One topic that sparked much discussion at ad:tech was media attribution in the digital or broadcast world. We stand at the dawn being able to actually connect an exposure with a purchase, a game changer for certain digital marketing categories.
In the next few months, we’re likely to see more digital and television plans that include more data, many of which will aim to show a direct connection between exposure and sales behavior. Of course, that is easier said than done. If harnessing this data was as easy as making the statement “We need a direct connection between media exposure to offline sales,” I would’ve dropped my microphone at ad:tech and exited stage left to great fanfare.
This process involves many stakeholders who need to know not only how this connection will impact them but also how and where to use this new data. The data providers, publishers, broadcasters, advertisers, agencies and analysts need to know and truly believe that the game has changed. Those who have seen the light (including the data-driven marketers reading AdExchanger) can help. It is our job to explain the possibilities of using this data to those who are still in the dark.
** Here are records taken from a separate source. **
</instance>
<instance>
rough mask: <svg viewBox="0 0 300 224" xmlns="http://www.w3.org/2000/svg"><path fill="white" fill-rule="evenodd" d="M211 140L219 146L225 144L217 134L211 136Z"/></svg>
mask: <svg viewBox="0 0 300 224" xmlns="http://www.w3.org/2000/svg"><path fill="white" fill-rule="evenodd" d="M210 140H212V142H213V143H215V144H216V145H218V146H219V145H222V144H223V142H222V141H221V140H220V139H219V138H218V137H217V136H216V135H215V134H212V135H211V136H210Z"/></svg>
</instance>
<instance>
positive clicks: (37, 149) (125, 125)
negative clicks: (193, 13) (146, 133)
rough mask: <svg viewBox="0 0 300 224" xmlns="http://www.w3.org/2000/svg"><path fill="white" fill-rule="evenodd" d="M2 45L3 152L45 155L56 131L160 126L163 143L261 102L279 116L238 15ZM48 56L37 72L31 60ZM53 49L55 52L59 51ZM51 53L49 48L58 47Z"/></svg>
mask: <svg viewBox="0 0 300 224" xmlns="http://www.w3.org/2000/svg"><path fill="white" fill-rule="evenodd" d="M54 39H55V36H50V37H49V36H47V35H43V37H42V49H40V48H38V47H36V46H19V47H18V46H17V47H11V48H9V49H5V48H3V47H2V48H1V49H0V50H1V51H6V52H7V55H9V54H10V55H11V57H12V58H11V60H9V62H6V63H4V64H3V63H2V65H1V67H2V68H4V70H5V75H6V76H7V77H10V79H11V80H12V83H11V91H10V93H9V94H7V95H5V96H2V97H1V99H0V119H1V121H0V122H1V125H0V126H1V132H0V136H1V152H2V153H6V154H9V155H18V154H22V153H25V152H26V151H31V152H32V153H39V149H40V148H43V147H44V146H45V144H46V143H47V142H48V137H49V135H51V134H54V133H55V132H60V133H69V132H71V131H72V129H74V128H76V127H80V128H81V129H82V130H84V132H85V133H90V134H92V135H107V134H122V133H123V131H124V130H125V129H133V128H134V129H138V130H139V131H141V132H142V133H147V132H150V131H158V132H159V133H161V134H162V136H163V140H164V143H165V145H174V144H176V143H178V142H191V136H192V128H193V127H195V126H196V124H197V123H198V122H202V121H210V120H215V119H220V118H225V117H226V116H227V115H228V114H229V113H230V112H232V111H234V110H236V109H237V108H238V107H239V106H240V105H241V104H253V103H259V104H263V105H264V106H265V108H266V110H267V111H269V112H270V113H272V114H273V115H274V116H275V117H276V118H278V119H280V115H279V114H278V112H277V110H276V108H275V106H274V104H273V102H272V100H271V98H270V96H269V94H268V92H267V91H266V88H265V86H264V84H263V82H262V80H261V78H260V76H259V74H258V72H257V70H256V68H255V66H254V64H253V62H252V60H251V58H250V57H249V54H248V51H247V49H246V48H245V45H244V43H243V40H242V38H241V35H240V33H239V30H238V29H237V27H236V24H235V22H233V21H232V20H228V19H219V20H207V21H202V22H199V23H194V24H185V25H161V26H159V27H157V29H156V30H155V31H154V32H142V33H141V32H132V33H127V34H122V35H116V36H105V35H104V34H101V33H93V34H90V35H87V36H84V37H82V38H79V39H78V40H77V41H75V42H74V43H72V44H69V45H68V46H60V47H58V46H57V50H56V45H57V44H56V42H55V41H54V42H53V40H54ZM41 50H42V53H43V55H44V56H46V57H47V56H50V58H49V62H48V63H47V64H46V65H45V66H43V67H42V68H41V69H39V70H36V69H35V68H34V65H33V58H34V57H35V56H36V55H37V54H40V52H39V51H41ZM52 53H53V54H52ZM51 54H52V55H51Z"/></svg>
The bottom line: Media and planning models are no longer spray and pray. Consumer products can no longer rely simply on media mix modeling, given that the original objective of media mix modeling was to see which media was most effective in terms of sales. The granular data is now available, and using it only within the same old model doesn’t seem relevant.
We can start understanding results based on the longitudinal nature of a consumer’s purchase cycles. We all have a chance to prove that the advertising plans we put into the marketplace has yielded results – actual results – and we don’t need a model or a T score to prove its significance.
This is no time to be petrified into inaction or to dismiss a new process due to lack of information. I’m willing to explain the promise of media attribution to anyone who really wants to know but is afraid to ask. Because I retire in the next few years, I want to live in a marketing world that doesn’t rely on the “adults 18-49 demographic, the most coveted target for advertisers.”
I’m ready. Are you? We won’t need to click our heels to get there, because it turns out we’ve been there all along.